One thing I don’t see, though, is why Maggie Mahar is lenient on insurance companies for being profit-driven, while blaming pharma companies on being profit-driven (in her comment, at least; I plan to read the book soon). She says, “After all, a for-profit corporation’s first reponsibility, by law, is to its shareholders–not to its customers,” but is far more reticent to give that excuse to drug companies: “Arguably, a for-profit manufactuer that promotes its product as widely as possible is only doing its job. (Though one would like to think “caveat emptor” shouldn’t have to apply when it comes to products that could mean the difference between life and death for the customer.)” Partly, it’s because it’s easy in this society to demonize pharmaceutical companies. It’s even possibly the fashion, right now. They do sometimes do unscrupulous things. But they don’t always, and there are plenty of people in their ranks that work hard at a very difficult task.
She also says,
For years, drug-makers and device-makers have fought tooth and nail against “head to head” comparisons that would test the effectiveness and safety of a new product against the older, less expensive product that it hopes to replace. And what’s amazing is that drug-makers and device-makers have won this battle: In order to earn FDA approval for a new product, the manufacturer only has to show that the benefits of his product outweighs the risks WHEN COMPARED TO A PLACEBO.
I really don’t see what’s wrong with comparing to placebos. The FDA is just supposed to be a gatekeeper screening for safety and efficacy. Why does everything have to be an improvement over what exists already? Knock-offs are good for consumers, too, because they increase competition and lower prices. How cheap would painkillers be if there was only one kind? Maybe cheap, maybe not, but because of competition, I can walk to a CVS and buy a 200 tablet bottle of ibuprofen (”Advil”) for $7.
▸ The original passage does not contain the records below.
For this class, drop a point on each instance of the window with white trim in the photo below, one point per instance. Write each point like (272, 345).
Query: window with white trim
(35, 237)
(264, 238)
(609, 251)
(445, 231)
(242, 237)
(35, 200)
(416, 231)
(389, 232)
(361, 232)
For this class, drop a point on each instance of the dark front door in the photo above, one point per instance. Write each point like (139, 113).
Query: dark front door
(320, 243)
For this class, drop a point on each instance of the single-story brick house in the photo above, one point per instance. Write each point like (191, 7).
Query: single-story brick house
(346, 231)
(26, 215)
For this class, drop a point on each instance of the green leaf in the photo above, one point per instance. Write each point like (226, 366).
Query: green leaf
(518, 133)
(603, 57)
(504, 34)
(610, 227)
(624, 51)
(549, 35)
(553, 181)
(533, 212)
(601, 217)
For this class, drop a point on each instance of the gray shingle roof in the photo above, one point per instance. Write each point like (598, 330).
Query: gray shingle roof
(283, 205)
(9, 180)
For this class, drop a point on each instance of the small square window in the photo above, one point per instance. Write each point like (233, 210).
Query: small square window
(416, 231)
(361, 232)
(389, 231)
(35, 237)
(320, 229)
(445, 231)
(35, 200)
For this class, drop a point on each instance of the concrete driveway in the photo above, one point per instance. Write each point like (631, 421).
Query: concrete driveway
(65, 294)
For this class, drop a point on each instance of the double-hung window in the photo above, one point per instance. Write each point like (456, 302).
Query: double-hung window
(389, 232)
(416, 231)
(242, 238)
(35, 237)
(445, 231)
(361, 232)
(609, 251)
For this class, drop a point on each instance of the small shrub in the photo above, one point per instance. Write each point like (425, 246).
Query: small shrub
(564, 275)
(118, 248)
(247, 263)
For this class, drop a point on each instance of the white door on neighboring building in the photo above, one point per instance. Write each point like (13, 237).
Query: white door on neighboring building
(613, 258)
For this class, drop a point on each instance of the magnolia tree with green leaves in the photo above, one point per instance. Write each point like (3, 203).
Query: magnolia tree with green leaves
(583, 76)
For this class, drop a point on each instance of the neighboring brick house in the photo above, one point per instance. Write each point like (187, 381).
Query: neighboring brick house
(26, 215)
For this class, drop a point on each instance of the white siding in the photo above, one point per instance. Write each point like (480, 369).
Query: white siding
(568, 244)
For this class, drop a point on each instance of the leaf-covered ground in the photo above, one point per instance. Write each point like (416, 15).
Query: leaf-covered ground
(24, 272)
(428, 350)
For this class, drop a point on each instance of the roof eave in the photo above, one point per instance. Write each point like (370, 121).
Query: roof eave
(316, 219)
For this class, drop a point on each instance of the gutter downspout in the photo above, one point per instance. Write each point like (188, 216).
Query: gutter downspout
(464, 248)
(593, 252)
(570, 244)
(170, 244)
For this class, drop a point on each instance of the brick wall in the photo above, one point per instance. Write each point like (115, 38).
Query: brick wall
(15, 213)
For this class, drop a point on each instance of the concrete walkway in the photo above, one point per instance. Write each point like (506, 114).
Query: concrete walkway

Now, just because pharma makes the knock-off doesn’t mean doctors have to prescribe it. Of course, they need to know the data in order to decide what to prescribe. What is needed is an organization of researchers and doctors to do more head-to-head comparisons that would actually determine the efficacy of new drugs and determine standards of care, because doctors are really the gatekeepers of health care. I’m sure this already happens, to a certain extent, but it needs to happen more. Patients can’t negotiate the system, insurers are unwilling to, and do you really want pharma to stop producing drugs? Doctors are the ones prescribing and advising; that’s part of their job, so something should exist to help them. Now, if pharma and drug companies have been preventing head-to-head comparisons from happening at all, then fine, hound them for it. But I don’t think they are, since I’ve seen plenty of them appear in the wild.
Read the whole thread, if you have time; it’s very good, and Maggie Mahar makes some very good points, not all of which I agree with.